Clive Barker, Books of Blood volume 1

It's been a long time since I read the first volume of Clive Barker's Books of Blood, so I was overdue to give it a re-read. Imagine encountering this book when it first came out: you probably wouldn't have known who Clive Barker was, right? The raw ferocity and style coming off these stories would have felt like a crowbar popping open your skull and exposing your skull to fetid, unwholesome air. There are some absolute (and obvious) gems in here: the title story and "In the Hills, the Cities" are just audaciously perfect. And even the stories that didn't grab me with as much force the first time around, such as "Sex, Death and Starshine" or "Pig Blood Blues," now feel like monumental offerings.


Salome print

I picked this up at the antique store.
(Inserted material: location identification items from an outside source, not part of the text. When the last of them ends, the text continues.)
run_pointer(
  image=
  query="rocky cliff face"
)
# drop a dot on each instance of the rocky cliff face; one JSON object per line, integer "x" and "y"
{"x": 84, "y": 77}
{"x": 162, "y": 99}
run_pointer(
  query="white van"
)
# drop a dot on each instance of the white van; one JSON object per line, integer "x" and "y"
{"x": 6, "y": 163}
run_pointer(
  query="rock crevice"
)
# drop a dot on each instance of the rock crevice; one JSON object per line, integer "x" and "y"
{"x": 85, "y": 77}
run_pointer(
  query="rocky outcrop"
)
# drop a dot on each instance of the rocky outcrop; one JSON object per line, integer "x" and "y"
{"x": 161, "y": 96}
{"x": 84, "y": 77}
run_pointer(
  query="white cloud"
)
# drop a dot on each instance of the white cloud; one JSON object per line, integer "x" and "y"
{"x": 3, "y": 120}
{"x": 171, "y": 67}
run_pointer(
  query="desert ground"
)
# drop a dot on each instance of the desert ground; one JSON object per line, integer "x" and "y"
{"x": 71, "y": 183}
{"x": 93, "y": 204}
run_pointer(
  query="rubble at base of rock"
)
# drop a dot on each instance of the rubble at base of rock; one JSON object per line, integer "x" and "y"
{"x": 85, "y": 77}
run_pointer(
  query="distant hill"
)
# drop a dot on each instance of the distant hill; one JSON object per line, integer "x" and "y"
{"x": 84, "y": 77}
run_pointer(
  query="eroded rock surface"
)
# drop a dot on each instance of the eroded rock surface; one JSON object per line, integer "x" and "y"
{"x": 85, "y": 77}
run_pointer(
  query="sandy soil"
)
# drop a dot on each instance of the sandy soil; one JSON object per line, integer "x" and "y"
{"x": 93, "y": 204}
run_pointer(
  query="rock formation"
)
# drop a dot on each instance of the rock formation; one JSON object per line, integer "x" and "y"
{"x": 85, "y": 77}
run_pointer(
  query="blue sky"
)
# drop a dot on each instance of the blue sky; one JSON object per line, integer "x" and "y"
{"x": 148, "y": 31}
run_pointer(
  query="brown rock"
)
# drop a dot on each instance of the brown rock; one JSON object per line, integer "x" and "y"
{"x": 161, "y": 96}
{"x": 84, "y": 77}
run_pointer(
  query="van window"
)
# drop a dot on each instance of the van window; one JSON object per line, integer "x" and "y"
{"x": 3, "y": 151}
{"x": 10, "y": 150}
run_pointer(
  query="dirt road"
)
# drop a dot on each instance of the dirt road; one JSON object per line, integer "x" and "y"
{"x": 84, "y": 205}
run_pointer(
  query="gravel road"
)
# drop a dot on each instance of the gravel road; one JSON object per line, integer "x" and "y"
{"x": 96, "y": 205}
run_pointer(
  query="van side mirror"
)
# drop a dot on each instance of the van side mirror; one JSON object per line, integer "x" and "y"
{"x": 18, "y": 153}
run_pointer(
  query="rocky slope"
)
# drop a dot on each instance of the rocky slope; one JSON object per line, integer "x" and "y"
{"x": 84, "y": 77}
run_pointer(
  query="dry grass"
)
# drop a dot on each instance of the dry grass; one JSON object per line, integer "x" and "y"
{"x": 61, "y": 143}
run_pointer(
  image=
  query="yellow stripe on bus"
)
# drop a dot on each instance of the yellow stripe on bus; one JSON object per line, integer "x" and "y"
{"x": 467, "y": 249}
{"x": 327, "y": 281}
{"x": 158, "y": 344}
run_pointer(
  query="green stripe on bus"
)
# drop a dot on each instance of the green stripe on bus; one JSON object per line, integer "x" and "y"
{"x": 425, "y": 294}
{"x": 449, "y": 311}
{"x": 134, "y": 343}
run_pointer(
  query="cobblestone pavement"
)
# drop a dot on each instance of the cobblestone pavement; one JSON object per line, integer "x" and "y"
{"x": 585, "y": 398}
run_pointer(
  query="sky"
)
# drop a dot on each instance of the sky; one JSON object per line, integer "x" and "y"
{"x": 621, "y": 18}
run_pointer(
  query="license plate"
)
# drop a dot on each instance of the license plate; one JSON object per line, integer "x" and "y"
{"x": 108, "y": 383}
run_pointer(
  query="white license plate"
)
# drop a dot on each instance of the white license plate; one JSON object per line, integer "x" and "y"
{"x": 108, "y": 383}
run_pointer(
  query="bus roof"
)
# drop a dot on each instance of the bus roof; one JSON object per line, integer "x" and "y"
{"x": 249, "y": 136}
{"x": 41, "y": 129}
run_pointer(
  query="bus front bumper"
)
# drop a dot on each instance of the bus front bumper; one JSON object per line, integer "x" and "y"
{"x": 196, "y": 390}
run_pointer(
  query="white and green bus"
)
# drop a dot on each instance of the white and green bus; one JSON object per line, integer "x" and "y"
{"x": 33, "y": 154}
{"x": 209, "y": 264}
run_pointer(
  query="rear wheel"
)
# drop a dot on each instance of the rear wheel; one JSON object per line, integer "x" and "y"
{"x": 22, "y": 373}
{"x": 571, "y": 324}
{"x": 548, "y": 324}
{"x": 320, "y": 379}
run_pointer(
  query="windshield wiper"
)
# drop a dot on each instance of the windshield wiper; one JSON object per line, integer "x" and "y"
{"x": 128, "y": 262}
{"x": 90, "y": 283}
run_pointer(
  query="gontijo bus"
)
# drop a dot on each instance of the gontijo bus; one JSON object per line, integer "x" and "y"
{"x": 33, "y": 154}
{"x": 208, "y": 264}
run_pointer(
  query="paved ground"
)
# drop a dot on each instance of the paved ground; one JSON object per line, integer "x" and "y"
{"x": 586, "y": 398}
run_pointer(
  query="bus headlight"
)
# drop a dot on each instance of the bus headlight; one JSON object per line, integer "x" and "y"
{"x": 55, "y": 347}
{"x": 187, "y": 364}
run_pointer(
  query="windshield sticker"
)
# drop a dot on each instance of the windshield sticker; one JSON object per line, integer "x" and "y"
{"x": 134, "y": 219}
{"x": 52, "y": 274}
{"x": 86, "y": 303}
My logic is very simple: if I find a cheap print of Salome, I buy a cheap print of Salome. This one is of Hungarian actress Sahary Djeli as the biblical temptress. According to the clipping on the back, she was known as the Lady of the Jewels because she was said to own more precious stones than any other woman in Europe, a claim that is almost certainly untrue. A bit of hokum does nothing to quench my ardor, of course.